Kitabın göze çarpan eksikliklerinden biri de Trotskiy’in İstanbul dönemiyle doğrudan bağlantılı bazı çok kritik siyasi olay ve gelişmelerin tamamen atlanmış olması. Özellikle, Trotskiy’in Almanya’da Nazilerin iktidara gelmesinin ardından, 15 Temmuz 1933’te Büyükada’dan Dördüncü Enternasyonal’in kurulmasına yönelik ilk çağrısını yayımlaması ve bu çağrının onun Büyükada’dan ayrılma kararıyla bağlantısı üzerinde hiç durulmaması, çok büyük bir eksiklik. Trotskiy’in biyografisinde bir dönüm noktası olan [*] ve Deutscher’in üçlemesinin son cildinde haklı olarak geniş yer ayırdığı bu konu, Coşar’ın ilgisini hiç çekmemiş anlaşılan.

Karaköy’de, Galata rıhtımında Trotskiy'in İstanbul'a ayak basacağı anı yakalamak için bekleyen dört foto muhabiri: Faik Şenol, Ali Ersan, Namık Görgüç ve Hilmi Şahenk (12 Şubat 1929). Kaynak: #tarih dergisi
Tüm bu eleştirilere rağmen Troçki İstanbul’da’yı tamamen değersiz saymak haksızlık olur.
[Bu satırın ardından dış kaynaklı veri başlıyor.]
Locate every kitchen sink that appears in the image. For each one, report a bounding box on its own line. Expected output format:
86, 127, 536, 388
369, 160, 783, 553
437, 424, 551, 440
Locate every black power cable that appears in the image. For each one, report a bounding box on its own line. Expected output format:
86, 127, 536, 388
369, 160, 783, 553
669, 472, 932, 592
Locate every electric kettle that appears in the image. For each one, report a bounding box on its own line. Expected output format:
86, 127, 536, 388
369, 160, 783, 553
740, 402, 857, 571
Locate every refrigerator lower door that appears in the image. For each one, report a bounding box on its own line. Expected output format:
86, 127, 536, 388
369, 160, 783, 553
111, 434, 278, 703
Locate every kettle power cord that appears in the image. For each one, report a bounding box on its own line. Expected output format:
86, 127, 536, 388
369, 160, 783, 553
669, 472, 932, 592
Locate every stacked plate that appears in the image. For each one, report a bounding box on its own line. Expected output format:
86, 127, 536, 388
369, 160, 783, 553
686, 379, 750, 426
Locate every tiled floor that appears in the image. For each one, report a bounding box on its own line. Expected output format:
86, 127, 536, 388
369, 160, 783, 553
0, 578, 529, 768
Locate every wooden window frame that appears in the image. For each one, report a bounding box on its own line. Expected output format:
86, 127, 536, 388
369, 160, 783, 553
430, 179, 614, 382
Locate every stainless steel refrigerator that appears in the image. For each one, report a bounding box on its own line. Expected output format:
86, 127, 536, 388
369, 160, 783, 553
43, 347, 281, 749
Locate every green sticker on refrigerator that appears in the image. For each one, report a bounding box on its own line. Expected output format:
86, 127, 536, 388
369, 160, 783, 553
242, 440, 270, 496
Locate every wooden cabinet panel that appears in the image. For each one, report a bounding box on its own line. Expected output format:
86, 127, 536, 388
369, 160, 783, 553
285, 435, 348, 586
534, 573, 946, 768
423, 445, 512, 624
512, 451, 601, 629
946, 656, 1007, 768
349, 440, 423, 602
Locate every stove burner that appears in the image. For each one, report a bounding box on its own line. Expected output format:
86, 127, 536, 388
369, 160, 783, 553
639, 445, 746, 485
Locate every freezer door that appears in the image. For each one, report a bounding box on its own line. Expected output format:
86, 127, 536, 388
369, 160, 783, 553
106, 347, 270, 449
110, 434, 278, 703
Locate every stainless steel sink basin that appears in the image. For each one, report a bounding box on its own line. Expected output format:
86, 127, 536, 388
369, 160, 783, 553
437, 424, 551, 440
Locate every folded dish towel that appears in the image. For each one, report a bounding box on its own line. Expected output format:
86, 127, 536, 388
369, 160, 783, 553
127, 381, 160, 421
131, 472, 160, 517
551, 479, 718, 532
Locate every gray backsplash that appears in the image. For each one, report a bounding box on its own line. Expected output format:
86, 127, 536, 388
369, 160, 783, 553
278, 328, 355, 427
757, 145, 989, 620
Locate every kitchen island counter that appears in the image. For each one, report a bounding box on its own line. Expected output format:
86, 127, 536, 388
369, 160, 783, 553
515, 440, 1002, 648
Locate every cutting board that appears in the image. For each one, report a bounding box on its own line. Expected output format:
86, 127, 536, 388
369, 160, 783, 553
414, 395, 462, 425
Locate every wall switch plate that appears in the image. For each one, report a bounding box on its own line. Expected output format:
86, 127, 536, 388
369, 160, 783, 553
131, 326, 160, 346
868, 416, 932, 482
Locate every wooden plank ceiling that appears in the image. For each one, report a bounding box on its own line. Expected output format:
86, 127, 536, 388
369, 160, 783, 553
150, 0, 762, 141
Kitap, özellikle yerel diplomatik malzemeye dayanan bölümleriyle ilgi çekici bilgiler sunuyor. Yazarın bir çoğuna dönemin Dışişleri Bakanı Tevfik Rüştü Aras aracılığıyla eriştiği bilgi ve belgelere dayanan kısımlar, Trotskiy’e ev sahipliği yapma kararına ilişkin Türk hükümetinin ve Mustafa Kemal’in ne tür siyasi değerlendirmelerle hareket ettiğine dair önemli ipuçları içeriyor. Coşar’ın bu tür yerli kaynaklara erişiminin olması, uluslararası literatürde nadir bulunan bir bakış açısı sağlayarak esere belli bir değer kazandırıyor.

Bununla birlikte, Coşar’ın Türk hükümetine ve Mustafa Kemal’e yaklaşımında belli bir taraflılık -hatta kayırıcı bir tutum- içinde olduğu da çıplak gözle bile fark edilebiliyor. Bu nedenle kitapta sunulan bu tür yerel-özgün bilgileri sıkı bir eleştirel süzgeçten geçirmek ve mümkün olduğunca diğer kaynaklarla çapraz kontrolünü yapmak büyük önem taşıyor.

[*] 1935’te daha sonra Sürgün Günlüğü başlığı ile yayımlanacak olan günlüğüne Trotskiy, Dördüncü Enternasyonal'i inşa etme çabasının taşıdığı önemle ilgili şu notu düşecekti: “…şu anda yapmakta olduğum işin, son derecede yetersiz ve parça bölük karakterine rağmen, hayatımın en önemli işi olduğu, 1917’den, iç savaş döneminden vb. daha önemli olduğu kanısındayım.” Lev Troçki, Sürgün Günlüğü, çev. Aslı Aydın, İstanbul: Yazın Yayıncılık, 1997, s. 62.